Arm Intervention/treatment
Placebo Comparator: Placebo
Drug vehicle only
Drug: Placebo
Placebo Comparator: Placebo
Other Name: Drug vehicle only

Experimental: Nerinetide (NA-1), 2.6 mg/kg Drug: Nerinetide (NA-1), 2.6 mg/kg
Single intravenous infusion of nerinetide over 10 ± 1 minutes
Other Name: NA-1




Primary Outcome Measures :
  1. Number of Subjects With mRS Score of 0 to 2 [ Time Frame: 90 Days ]

    Overall number of subjects experiencing a favorable functional outcome 90 days post-randomization, defined as 0 to 2 on the mRS.

    The modified Rankin Scale (mRS) is a valid and reliable clinician-reported measure of global disability that has been widely applied for evaluating recovery from stroke. It is a scale used to measure functional recovery (the degree of disability or dependence in daily activities) of people who have suffered a stroke. mRS scores range from 0 (best outcome) to 6 (worst outcome), with 0 indicating no residual symptoms; 5 indicating bedbound, requiring constant care; and 6 indicating death.

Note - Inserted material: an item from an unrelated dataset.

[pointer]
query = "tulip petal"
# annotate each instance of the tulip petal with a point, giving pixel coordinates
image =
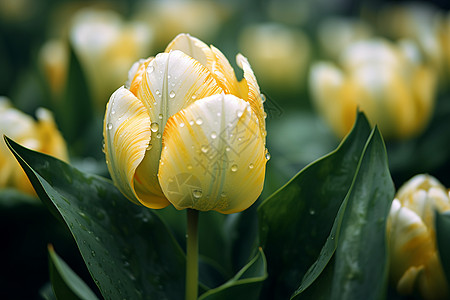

Secondary Outcome Measures :
  1. Number of Subjects With NIHSS Score of 0 to 2 [ Time Frame: 90 Days or the last rating ]

    Number of subjects with good neurological outcome, as defined by a score of 0 to 2 on the NIHSS at Day 90 or the last rating.

    The National Institutes of Health Stroke Scale (NIHSS) is a standardized neurological examination score that is a valid and reliable measure of disability and recovery after acute stroke. Scores range from 0 to 42, with higher scores indicating increasing severity.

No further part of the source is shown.